[R] Novice question about getting data into R

Fri Sep 19 19:14:18 CEST 2008

Ted Byers wrote:
> I found it easy to use R when typing data manually into it.  Now I need to
> read data from a file, and I get the following errors:
>
>   
>> refdata =
>> read.table("K:\\MerchantData\\RiskModel\\refund_distribution.csv", header
>> = TRUE)
>>     
> Error in scan(file, what, nmax, sep, dec, quote, skip, nlines, na.strings, 
> : 
>   line 1 did not have 42 elements
>   
>> refdata =
>> read.table("K:\\MerchantData\\RiskModel\\refund_distribution.csv")
>>     
> Error in scan(file, what, nmax, sep, dec, quote, skip, nlines, na.strings, 
> : 
>   line 2 did not have 42 elements
>   
>
> (I'd tried the first version above because the first record has column
> names.)
>
> First, I don't know why R expects 42 elements in a record.  
>   
Hard to tell. One guess is that you have 42 header names. Spaces inside
any of them?

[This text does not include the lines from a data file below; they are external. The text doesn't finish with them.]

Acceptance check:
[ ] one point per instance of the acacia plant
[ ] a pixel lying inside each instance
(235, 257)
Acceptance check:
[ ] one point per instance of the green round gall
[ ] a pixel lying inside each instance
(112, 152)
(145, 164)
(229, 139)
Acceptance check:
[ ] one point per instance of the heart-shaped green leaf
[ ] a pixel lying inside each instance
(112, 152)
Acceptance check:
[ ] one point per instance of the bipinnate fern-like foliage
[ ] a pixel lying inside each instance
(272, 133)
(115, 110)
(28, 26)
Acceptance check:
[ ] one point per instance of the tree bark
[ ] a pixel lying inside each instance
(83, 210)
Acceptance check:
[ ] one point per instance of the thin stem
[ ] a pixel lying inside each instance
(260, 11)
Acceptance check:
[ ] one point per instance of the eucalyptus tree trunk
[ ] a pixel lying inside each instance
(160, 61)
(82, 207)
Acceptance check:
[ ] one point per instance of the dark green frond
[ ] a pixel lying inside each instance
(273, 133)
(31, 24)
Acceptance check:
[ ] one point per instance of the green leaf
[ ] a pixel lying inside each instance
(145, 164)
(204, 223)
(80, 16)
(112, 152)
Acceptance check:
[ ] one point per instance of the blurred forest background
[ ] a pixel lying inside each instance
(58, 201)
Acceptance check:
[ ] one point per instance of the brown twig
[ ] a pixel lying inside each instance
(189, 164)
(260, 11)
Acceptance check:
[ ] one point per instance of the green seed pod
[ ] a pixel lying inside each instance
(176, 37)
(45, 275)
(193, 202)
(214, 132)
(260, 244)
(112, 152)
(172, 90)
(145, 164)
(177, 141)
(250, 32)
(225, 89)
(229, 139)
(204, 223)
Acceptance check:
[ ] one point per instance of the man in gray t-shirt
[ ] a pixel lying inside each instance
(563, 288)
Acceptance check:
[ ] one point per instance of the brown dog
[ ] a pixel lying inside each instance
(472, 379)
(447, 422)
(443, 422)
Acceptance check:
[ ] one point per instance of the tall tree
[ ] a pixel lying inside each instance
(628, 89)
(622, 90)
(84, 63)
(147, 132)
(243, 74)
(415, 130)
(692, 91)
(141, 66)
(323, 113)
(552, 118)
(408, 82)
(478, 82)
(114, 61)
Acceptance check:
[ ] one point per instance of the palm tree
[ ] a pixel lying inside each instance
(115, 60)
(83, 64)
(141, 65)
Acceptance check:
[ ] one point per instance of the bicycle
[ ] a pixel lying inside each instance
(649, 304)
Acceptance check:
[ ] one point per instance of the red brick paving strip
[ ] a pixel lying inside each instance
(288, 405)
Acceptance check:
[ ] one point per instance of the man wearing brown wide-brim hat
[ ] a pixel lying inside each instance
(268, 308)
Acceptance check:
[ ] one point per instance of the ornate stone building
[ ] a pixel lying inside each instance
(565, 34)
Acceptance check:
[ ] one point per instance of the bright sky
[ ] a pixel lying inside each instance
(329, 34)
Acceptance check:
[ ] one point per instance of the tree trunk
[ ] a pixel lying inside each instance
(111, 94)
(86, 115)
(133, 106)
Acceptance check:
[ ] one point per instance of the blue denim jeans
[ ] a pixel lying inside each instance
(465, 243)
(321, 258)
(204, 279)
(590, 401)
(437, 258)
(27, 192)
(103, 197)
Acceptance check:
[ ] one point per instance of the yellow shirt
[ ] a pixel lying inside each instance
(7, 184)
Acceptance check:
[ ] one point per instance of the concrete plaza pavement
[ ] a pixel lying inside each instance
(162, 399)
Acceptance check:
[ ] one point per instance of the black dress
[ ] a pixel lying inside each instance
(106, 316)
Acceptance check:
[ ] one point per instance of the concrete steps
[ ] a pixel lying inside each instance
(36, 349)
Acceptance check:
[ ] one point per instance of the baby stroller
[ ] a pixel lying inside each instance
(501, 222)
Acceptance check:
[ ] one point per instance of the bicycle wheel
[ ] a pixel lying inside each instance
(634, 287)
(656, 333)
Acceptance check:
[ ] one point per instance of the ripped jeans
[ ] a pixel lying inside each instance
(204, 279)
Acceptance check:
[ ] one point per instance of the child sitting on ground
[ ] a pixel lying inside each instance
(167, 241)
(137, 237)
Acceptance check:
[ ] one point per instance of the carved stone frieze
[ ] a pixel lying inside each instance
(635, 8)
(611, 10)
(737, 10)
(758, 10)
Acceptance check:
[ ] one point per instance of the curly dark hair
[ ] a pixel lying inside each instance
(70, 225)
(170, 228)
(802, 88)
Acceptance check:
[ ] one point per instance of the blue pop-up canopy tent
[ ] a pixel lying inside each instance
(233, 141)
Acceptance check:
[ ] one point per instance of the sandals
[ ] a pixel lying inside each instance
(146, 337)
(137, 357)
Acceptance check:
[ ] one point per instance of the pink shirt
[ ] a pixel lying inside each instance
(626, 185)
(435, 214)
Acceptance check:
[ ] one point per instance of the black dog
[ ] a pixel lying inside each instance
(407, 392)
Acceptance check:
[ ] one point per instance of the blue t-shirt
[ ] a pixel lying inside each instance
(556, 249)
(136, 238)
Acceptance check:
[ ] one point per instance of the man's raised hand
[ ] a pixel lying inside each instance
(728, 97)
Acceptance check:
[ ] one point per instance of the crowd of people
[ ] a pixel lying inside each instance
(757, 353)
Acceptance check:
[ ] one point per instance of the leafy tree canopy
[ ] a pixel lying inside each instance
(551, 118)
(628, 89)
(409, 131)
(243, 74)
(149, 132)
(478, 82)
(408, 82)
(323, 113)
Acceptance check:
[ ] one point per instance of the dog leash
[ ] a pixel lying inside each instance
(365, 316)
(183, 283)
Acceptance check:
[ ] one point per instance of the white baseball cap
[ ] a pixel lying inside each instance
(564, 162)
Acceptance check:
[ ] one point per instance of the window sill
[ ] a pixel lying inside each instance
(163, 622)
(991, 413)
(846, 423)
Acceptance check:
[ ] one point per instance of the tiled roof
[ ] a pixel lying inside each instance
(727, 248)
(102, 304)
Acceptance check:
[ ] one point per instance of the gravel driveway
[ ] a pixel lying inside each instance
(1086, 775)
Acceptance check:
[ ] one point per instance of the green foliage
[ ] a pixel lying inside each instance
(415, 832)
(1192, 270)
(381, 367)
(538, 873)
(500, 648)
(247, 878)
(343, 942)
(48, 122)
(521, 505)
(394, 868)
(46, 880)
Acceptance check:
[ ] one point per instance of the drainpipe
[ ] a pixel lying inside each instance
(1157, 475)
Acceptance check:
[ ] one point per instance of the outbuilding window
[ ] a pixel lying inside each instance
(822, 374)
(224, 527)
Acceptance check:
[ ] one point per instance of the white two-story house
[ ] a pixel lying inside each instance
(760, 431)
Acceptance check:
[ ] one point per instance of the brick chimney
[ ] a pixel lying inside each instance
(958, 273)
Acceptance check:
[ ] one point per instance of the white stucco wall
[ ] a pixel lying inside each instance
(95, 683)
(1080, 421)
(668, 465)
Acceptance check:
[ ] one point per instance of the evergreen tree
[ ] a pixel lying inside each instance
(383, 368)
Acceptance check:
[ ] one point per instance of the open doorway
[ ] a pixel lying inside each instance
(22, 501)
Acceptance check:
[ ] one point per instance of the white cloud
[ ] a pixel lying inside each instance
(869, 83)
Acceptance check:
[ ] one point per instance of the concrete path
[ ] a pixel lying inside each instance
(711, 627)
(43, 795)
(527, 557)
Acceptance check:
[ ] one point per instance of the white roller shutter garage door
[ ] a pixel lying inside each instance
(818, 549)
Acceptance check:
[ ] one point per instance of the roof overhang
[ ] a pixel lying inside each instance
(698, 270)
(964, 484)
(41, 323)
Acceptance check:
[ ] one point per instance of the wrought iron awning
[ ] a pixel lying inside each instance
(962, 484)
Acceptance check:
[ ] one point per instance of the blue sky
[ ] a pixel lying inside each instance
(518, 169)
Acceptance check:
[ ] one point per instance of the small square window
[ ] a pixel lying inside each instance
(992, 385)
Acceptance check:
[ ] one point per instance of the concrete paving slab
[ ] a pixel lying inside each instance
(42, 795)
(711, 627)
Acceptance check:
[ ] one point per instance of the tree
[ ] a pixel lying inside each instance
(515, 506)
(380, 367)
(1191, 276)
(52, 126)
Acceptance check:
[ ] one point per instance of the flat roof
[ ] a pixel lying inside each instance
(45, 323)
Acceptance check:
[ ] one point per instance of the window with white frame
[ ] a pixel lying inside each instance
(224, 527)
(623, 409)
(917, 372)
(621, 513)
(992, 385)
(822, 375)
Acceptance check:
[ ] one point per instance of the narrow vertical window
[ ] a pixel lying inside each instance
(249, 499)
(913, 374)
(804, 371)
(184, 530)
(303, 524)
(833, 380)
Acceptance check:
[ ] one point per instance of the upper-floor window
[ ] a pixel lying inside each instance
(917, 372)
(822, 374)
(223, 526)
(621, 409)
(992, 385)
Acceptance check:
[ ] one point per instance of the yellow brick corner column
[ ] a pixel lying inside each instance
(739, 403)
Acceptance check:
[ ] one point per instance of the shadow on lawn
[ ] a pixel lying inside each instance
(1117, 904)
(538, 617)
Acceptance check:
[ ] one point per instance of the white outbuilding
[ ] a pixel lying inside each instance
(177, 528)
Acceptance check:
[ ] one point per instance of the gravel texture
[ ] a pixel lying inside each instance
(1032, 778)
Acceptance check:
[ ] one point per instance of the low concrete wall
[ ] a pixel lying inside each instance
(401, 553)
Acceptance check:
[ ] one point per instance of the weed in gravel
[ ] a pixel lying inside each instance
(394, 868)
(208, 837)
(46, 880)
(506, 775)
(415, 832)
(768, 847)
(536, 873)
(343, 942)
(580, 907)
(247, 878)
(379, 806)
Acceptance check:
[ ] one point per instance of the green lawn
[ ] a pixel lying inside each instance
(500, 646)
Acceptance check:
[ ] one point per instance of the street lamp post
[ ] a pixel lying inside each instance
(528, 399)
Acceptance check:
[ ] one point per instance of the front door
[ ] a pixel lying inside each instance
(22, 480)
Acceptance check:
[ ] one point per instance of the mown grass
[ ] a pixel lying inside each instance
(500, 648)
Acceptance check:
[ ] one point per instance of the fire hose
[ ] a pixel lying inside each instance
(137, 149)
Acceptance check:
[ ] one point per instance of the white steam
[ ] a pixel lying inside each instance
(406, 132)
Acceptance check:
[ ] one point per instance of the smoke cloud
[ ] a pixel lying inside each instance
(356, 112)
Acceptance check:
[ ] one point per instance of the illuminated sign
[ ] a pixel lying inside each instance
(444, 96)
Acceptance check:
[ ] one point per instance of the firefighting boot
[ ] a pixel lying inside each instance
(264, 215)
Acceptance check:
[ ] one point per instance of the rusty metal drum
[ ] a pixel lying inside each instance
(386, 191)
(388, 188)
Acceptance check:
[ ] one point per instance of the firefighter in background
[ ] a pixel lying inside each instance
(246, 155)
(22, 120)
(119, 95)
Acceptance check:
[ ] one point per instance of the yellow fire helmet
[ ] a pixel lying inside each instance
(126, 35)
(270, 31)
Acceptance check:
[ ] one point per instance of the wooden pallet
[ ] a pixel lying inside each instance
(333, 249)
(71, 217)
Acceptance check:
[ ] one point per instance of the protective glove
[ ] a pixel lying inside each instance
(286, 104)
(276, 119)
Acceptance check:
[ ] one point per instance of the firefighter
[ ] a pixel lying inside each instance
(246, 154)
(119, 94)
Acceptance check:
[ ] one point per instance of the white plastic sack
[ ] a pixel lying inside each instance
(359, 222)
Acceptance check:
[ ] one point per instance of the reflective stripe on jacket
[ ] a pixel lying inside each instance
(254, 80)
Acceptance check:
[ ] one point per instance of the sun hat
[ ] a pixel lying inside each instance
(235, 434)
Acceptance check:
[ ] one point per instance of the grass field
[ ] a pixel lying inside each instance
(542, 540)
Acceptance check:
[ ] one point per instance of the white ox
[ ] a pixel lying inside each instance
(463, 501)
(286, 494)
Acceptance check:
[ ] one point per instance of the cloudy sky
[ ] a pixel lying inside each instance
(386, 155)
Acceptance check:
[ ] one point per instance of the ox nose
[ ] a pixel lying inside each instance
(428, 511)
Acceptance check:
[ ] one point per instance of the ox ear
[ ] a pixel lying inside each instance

Is this really a CSV file? (As in Comma Separated Values).
If so, you at least need to set the sep= argument, but how about
read.csv()? or if TAB separated, read.delim().
> There is one column for a time variable (weeks since a given week of samples
> were taken) and one for each week of sampling in the data file (Week 18
> through Week 37 inclusive).  And there is only 19 rows.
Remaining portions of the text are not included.